Kaum ist das Gesetzgebungsverfahren zur Novellierung des Bundesdatenschutzgesetzes abgeschlossen, wird eine vom Verbraucherschutzministerium beauftragte Untersuchung der GP Forschungsgruppe veröffentlicht.1) Es ist wichtig, dass sich die Politik mit der Branche der Auskunfteien und dem Scoring befasst. Transparenz, Datenschutz und Selbstbestimmung der Verbraucher müssen auch nach der Bundestagswahl öffentlich diskutiert werden. Entscheidend ist dabei aber, dass die Diskussion auf fundierten Grundlagen stattfindet.

In der Untersuchung haben 100 Testpersonen bei vier Auskunfteien Eigenauskünfte eingeholt.
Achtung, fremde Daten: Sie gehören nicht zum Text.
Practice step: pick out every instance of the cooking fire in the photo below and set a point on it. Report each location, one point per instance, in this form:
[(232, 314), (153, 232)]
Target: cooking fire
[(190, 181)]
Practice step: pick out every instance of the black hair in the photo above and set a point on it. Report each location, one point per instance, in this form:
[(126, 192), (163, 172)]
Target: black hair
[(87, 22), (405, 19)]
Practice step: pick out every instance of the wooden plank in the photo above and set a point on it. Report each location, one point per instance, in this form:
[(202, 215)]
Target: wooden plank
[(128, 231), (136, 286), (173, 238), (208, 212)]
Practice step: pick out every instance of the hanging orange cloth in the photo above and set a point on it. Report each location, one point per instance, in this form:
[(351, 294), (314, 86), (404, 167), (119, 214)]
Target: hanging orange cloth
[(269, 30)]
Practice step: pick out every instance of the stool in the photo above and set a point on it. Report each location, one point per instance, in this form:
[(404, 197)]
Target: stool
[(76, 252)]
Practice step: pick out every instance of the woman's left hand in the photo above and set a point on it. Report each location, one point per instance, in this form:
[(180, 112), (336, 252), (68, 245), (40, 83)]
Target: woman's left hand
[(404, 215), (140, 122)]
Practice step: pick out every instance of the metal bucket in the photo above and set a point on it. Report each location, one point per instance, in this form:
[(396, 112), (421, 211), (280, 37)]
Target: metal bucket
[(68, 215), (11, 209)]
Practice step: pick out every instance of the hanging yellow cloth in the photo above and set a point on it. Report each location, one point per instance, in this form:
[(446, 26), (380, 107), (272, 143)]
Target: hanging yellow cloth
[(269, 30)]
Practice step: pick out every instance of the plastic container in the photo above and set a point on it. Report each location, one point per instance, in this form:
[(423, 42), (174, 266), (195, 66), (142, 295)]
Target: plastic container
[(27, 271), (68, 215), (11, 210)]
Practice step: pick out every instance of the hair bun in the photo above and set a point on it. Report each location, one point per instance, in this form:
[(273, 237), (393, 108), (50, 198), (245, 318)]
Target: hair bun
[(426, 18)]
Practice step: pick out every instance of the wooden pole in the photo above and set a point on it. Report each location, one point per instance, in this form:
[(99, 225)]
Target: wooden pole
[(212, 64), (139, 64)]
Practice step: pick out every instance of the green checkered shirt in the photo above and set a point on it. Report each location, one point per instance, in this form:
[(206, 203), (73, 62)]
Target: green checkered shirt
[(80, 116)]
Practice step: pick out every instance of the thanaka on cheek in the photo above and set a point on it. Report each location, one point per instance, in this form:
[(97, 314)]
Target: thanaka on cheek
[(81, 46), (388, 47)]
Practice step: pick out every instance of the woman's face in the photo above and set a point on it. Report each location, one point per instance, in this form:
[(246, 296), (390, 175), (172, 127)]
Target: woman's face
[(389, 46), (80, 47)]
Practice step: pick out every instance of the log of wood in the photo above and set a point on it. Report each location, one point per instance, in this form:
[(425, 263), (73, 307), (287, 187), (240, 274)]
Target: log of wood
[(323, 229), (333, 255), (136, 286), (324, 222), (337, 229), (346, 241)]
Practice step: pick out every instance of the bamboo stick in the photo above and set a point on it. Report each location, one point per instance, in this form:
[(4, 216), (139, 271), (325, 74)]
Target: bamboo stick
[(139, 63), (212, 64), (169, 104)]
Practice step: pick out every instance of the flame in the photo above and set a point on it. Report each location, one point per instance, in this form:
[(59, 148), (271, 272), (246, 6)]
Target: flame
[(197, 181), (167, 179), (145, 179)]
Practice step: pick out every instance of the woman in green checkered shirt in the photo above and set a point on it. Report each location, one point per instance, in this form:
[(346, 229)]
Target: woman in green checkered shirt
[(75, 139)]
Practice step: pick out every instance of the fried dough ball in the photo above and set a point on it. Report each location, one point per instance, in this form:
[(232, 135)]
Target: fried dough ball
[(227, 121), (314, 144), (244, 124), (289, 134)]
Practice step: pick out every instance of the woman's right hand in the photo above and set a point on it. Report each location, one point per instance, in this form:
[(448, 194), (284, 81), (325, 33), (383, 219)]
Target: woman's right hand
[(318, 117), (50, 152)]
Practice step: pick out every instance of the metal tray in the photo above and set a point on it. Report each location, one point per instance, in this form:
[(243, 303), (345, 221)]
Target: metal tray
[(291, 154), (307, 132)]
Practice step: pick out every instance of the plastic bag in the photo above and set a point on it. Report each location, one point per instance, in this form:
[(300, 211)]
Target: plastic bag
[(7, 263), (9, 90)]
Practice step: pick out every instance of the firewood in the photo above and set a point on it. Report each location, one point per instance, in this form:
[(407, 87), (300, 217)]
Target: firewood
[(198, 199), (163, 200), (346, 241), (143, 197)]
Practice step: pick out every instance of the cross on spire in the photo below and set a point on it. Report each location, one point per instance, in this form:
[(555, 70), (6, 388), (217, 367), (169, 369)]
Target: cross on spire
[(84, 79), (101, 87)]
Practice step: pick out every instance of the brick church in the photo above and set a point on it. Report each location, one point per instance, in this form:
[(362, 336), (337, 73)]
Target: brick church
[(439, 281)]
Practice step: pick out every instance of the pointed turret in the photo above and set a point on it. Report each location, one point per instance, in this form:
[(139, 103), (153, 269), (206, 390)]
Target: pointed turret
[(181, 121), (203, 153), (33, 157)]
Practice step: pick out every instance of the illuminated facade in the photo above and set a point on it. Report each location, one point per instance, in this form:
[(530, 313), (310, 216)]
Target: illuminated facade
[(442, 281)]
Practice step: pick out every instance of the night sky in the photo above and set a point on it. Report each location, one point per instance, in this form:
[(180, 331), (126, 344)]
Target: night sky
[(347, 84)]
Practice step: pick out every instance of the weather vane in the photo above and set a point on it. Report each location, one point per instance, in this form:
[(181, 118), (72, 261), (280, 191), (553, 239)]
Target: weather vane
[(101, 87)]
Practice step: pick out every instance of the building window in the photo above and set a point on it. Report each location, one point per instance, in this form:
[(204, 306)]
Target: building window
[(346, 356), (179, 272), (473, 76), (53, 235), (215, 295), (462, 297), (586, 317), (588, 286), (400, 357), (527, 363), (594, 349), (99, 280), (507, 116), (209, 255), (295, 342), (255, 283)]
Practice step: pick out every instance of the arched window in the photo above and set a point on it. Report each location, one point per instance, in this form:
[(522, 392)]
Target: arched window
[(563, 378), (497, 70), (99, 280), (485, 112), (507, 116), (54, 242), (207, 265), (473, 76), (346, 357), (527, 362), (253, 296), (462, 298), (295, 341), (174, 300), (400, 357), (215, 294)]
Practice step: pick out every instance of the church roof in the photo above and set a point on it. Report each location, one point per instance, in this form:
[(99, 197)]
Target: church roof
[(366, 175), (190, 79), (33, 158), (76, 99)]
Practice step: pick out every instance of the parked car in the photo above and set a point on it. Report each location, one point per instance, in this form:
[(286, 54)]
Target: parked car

Während die Daten der anderen Auskunfteien laut Studie "nicht aussagekräftig" waren, glauben die Autoren bei den Schufa-Auskünften verschiedene Fehlerarten ausmachen und zu einer möglichst hohen Prozentzahl (45 Prozent) addieren zu können. Mit alleine 21 Prozent Fehlerquote schlagen beispielsweise fehlende Girokonten zu Buche, mit fünf Prozent fehlende Immobilienkredite. Hätten die Verfasser des Berichts die Logik fehlender Daten auf die drei anderen Auskunfteien übertragen, wären für diese Fehlerquoten von 100 Prozent zu vermelden gewesen. Das hätte Verfasser und Ministerium nachdenklich machen müssen, denn Auskunfteien sorgen dafür, dass mit hohem volkswirtschaftlichem Nutzen in Deutschland täglich hunderttausende Kreditverhältnisse eingegangen werden können.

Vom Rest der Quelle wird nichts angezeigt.